結局私はハンバーグとご飯でお腹いっぱいになってしまい、デザートのケーキとパフェは1口ずつ食べて、あとはケイくんにあげることにした。
『また間接キスだ』と一瞬思ったけど、なんでもないような顔でデザートを食べ進めるケイくんを見ていたら、『そんなに深く考えることないのかも……』と思えた。
ファミレスを出たあと、ケイくんと二人で近くの公園にやって来た。
小さい子を連れた親子連れや、元気に走り回る小学生たちを見ながらベンチで休憩だ。
そこでケイくんは、色々なことを話してくれた。
バスケ好きの父親の影響でバスケが好きになり、中学の時に最優秀選手に選ばれ、推薦で今の高校に入ったらしい。

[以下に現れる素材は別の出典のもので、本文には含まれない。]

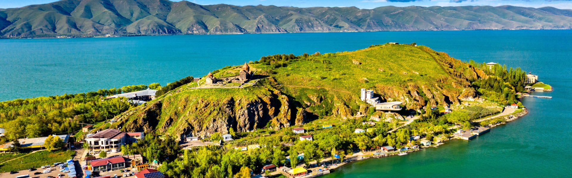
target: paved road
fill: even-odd
[[[483,121],[485,121],[485,120],[495,119],[495,118],[498,118],[498,117],[502,117],[502,116],[506,116],[506,115],[508,115],[509,114],[512,114],[513,112],[514,112],[514,111],[517,111],[517,110],[515,110],[514,108],[505,108],[505,111],[503,111],[502,112],[500,112],[500,114],[498,114],[498,115],[495,115],[494,116],[492,116],[492,117],[490,117],[490,118],[484,118],[484,119],[479,119],[479,120],[477,120],[473,121],[472,122],[483,122]]]
[[[513,112],[514,112],[514,111],[517,111],[517,110],[514,109],[514,108],[505,108],[505,110],[503,111],[502,112],[500,112],[500,114],[498,114],[496,115],[495,115],[495,116],[490,117],[490,118],[483,118],[483,119],[479,119],[479,120],[474,120],[474,121],[472,121],[471,122],[474,122],[474,123],[475,123],[475,122],[483,122],[483,121],[485,121],[485,120],[490,120],[490,119],[497,118],[499,118],[499,117],[505,116],[507,116],[507,115],[510,115],[511,114],[513,114]],[[460,127],[460,126],[453,126],[453,127],[449,127],[448,129],[449,130],[452,130],[452,129],[455,129],[455,128],[459,128],[459,127]]]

そして今度、幼なじみ4人でのチーム『KTSM』がストバスの大会に出るらしく、その話をするケイくんは凄く楽しそうに笑っていた。
ケイくんは色々なことを話してくれたけど……それでも本名は決して教えてくれなかった。
「ケイくんって、本当にバスケが好きなんだね」
「うん」
小さな子供のように目をキラキラと輝かせ、躊躇うことなく頷く。
「小さい時に、アメリカでバスケの試合を見たんだ。
親父の知り合いがアメリカに居て、それで色々と手ぇ回してもらってさ。
で、その時『俺の将来ってコレじゃね?』って漠然と思った。 それでバスケを始めたら『やっぱりコレだ』って意識した」
「わぁっ……凄いなぁ……」
「日々の練習はツラいことばっかりだったけど、それでも結果がついてくると嬉しくて『もっと頑張ろう』って思えた。

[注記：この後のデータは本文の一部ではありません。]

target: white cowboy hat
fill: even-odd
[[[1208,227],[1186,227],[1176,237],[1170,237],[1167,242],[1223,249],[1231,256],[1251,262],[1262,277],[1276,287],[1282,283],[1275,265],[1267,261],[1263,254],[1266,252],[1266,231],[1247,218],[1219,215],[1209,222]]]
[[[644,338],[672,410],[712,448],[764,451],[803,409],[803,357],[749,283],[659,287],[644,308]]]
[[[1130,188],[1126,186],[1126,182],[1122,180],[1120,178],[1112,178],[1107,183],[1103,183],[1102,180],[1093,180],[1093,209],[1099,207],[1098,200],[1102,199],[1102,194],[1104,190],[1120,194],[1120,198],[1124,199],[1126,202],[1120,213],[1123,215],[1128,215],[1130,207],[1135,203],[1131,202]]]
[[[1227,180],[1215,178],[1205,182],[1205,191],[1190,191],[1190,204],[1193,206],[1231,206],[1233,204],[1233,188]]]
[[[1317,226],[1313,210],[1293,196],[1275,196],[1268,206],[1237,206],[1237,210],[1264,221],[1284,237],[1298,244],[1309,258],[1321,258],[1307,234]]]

だから中学の時、最優秀選手に選ばれた時は本当に嬉しかったんだ」
と、そこまで言った時に言葉が止まる。
……この先の話には、空き地で聞いた出来事が待っている。
中学時代は光の中に居たケイくんが、闇の中へと入ってしまった現実……。
当時を思い返しているだろうケイくんは、苦笑気味に笑って髪の毛をかき上げた。